The FBI has docked a Nigerian-American Arinze Michael Ozor, based in Bowie Maryland for using fake passports to facilitate a money laundering conspiracy involving nearly $1 million.

Ozor, 36, has pleaded guilty to the charges of forgery or false use of a passport, the U.S. Attorney’s Office for the District of Maryland said in a release Monday.

Ozor used at least two passports to open eight so-called “drop accounts”, prosecutors said.

He took more than $976,000 from business email compromise schemes and romance fraud schemes and put it in those accounts.

Officials say Ozor used a Ghanaian passport to open five bank accounts and a Beninese passport to open three additional accounts. The money was then largely sent to other entities involved in the schemes.

Ozor is expected to be sentenced in May. He could spend up to 10 years in prison.

Read the full statement by DOJ District of Maryland on Ozor:

Arinze Michael Ozor, age 36, of Bowie, Maryland, a dual citizen of the United States and Nigeria, pleaded guilty on January 3, 2020, to federal charges of forgery or false use of a passport, in connection with his use of false passports to open “drop accounts” for a money laundering conspiracy.

The guilty plea was announced by United States Attorney for the District of Maryland Robert K. Hur; Special Agent in Charge Jennifer C. Boone of the Federal Bureau of Investigation, Baltimore Field Office; and Special Agent in Charge Edwin Guard of the Washington Field Office of the U.S. Department of State’s Diplomatic Security Service (DSS).

According to his plea agreement, Ozor, a dual citizen of Nigeria and the United States, used at least two fraudulent passports as part of a money laundering conspiracy to open eight “drop accounts” to receive the proceeds from fraud schemes, including business e-mail compromise schemes and romance fraud schemes. The funds deposited to the accounts were largely disseminated to other entities as part of the conspiracy by Ozor and others.

Specifically, Ozor admitted that he used a Ghanaian passport in the name of Kelvin Green to open accounts at five banks between December 2017 and January 2018. Although the passport contained purported identifiers for Green, it contained Ozor’s photograph. When one of the banks froze the account due to suspicion of fraudulent activity, Ozor met with a banker to discuss regaining access to the account and presented the same Ghanaian passport in support of his request.

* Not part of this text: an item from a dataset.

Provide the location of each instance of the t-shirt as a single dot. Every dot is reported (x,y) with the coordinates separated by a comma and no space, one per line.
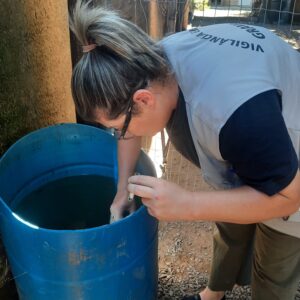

Ozor further admitted that from March 23, 2018 through May 1, 2018, he used a purported Beninese passport in the name of Jacob Hessou to open accounts at three additional banks. As with the Ghanaian passport, the Beninese passport contained purported identifiers for Hessou, but contained Ozor’s photograph.

The investigation found that Ozor does not have a validly issued passport from Ghana or Benin. In addition, the Kelvin Green Ghanaian passport number and the Jacob Hessou Beninese passport number were actually issued to other individuals by the respective governments and not to Green or Hessou.

More than $976,000 was involved in the money laundering conspiracy from the eight accounts opened by Ozor using the fraudulent passports.

Ozor faces a maximum sentence of 10 years in federal prison.